Punky Hailed in Hong Kong and Singapore, political pop artist Zhu has no idea why people like his art.

Stephen McGuinness was bored stiff. For hours he had been perusing row after monotonous row of traditional bird and flower scrolls at the China Art Expo in Guangzhou. He had all but given up hope of finding any compelling work for his Hong Kong and Singapore galleries. Then McGuinness stumbled upon the stall of a little-known Beijing painter. With his baggy pants, unlaced combat boots and shaven head, the former People's Liberation Army soldier looked more like a punk than an artist - but that didn't diminish the force of his paintings. They were both political and social, almost eerie, tragi-comic portraits of life in China. Thrilled, McGuinness bought all the pieces for about $150 each. "I was so excited I couldn't stop talking about him," he says. That was seven years ago.

These days the punk, 34-year-old Zhu Wei, is rapidly becoming one of the most famous of China's hot young avant-garde artists. At Zhu's 2000 exhibition for McGuinness' Plum Blossoms gallery in Hong Kong, paintings nearly flew off the walls at $40,000 for the largest works. Buyers have sometimes almost come to blows over the right to own his colorful images of alienation in China. Now, Zhu and his patron are taking on the world's most vibrant art market, New York. Plum Blossoms is due to open a branch on West 25th Street by April - a reaction to burgeoning demands for contemporary Chinese art - and Zhu will be a leader among the gallery's featured artists. "These {Chinese} artists are going through the same things the Americans were going through at the beginning of the century: economic change, political change," says Howard Farber, president of China Avant-Garde, a New York Internet gallery and art advisor for serious collectors. "{In art,} the 20th century belonged to the U.S. The 21st is going to belong to China."

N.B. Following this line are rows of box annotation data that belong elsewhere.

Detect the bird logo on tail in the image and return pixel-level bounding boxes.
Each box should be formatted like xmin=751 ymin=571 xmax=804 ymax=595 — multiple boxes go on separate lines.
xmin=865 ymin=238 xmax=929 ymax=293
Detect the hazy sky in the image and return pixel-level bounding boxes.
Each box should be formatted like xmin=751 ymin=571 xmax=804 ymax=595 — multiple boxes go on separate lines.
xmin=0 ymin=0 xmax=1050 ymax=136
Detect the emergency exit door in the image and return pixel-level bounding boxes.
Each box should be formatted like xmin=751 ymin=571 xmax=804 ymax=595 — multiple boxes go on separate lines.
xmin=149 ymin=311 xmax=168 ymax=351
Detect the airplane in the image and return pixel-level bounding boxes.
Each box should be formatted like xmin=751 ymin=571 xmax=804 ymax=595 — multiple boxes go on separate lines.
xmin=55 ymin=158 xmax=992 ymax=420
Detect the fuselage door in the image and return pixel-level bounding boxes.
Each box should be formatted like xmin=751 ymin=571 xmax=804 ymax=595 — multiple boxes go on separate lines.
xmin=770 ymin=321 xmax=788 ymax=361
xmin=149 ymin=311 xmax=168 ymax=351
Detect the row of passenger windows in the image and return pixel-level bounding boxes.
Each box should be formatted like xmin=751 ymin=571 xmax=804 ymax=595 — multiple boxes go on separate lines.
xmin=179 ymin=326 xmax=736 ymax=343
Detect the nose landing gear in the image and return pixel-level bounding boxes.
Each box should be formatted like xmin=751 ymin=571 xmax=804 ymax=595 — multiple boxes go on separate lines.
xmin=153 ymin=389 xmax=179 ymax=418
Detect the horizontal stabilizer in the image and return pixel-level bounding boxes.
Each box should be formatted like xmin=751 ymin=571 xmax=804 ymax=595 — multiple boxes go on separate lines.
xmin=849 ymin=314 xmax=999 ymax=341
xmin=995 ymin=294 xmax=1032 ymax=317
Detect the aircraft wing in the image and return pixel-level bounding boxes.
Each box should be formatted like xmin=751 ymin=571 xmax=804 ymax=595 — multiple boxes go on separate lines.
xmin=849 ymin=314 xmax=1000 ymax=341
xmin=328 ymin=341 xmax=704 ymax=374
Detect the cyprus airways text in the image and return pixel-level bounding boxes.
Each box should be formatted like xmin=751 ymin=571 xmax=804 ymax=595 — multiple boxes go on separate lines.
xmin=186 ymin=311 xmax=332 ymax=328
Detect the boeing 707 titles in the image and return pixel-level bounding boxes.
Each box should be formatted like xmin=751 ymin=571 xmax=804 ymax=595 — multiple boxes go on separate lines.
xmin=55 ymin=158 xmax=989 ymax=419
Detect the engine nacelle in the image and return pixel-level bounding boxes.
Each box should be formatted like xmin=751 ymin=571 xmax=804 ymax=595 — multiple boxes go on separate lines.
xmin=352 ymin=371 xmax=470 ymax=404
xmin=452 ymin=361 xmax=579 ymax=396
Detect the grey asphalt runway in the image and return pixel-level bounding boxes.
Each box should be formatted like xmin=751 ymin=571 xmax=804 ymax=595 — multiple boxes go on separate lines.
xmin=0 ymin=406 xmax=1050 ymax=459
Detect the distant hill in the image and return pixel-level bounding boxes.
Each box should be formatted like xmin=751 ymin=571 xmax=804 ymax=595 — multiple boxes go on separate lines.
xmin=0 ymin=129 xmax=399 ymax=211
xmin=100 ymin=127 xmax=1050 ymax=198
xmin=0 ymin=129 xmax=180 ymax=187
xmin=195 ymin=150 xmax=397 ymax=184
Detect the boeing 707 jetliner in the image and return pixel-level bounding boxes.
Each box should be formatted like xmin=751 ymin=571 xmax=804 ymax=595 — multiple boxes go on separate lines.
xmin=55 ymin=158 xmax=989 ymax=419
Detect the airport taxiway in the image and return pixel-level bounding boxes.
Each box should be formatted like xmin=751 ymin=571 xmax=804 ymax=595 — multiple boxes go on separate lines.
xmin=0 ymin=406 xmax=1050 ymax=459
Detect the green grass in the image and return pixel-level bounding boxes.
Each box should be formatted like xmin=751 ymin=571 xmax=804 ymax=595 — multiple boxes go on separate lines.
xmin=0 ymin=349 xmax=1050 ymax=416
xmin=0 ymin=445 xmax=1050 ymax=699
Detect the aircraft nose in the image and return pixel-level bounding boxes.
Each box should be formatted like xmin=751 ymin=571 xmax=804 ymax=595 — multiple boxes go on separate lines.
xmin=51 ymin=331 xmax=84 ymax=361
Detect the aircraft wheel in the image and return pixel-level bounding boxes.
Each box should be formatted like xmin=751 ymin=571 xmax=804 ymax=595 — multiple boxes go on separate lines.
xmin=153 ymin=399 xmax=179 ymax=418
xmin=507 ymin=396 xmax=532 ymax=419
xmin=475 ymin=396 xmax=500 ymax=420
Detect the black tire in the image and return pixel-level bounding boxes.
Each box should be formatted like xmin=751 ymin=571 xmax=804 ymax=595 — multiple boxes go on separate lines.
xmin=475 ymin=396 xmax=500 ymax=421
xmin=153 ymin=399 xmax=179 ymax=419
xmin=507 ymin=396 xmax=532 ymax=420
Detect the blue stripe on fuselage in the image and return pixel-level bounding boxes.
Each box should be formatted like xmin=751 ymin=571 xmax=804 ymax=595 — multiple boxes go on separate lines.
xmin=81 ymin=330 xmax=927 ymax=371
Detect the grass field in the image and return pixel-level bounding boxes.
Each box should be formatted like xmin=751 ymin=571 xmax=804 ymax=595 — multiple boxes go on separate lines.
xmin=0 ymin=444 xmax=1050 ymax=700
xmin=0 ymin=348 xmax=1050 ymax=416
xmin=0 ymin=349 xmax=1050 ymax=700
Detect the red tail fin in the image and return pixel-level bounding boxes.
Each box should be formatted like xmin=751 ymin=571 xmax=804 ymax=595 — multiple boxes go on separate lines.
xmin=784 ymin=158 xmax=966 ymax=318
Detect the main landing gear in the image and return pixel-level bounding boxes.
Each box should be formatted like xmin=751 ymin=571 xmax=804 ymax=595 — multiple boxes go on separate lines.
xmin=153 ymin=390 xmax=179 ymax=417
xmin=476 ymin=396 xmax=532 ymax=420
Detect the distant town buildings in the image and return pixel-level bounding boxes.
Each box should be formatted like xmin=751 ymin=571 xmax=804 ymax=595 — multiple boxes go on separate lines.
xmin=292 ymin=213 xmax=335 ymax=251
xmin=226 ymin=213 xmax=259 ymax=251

Over the past decade, a wave of avant-garde Chinese artists has made fortunes from art works that are often highly political. Their images satirize China's socialist rituals, corrupt officials and the deification of Mao Zedong. Zhu's work, too, plays with socialist themes: in one series, for example, rows of alienated men in Mao suits, staring into oblivion, march past an open window. The avant-garde works, often referred to as Political Pop, have sparked a debate in the art world: Is it great art or just political gimmickry? Says Christina Chu, chief curator of the Hong Kong Museum of Art: "We are really outgrowing our curiosity about the Political Pop movement."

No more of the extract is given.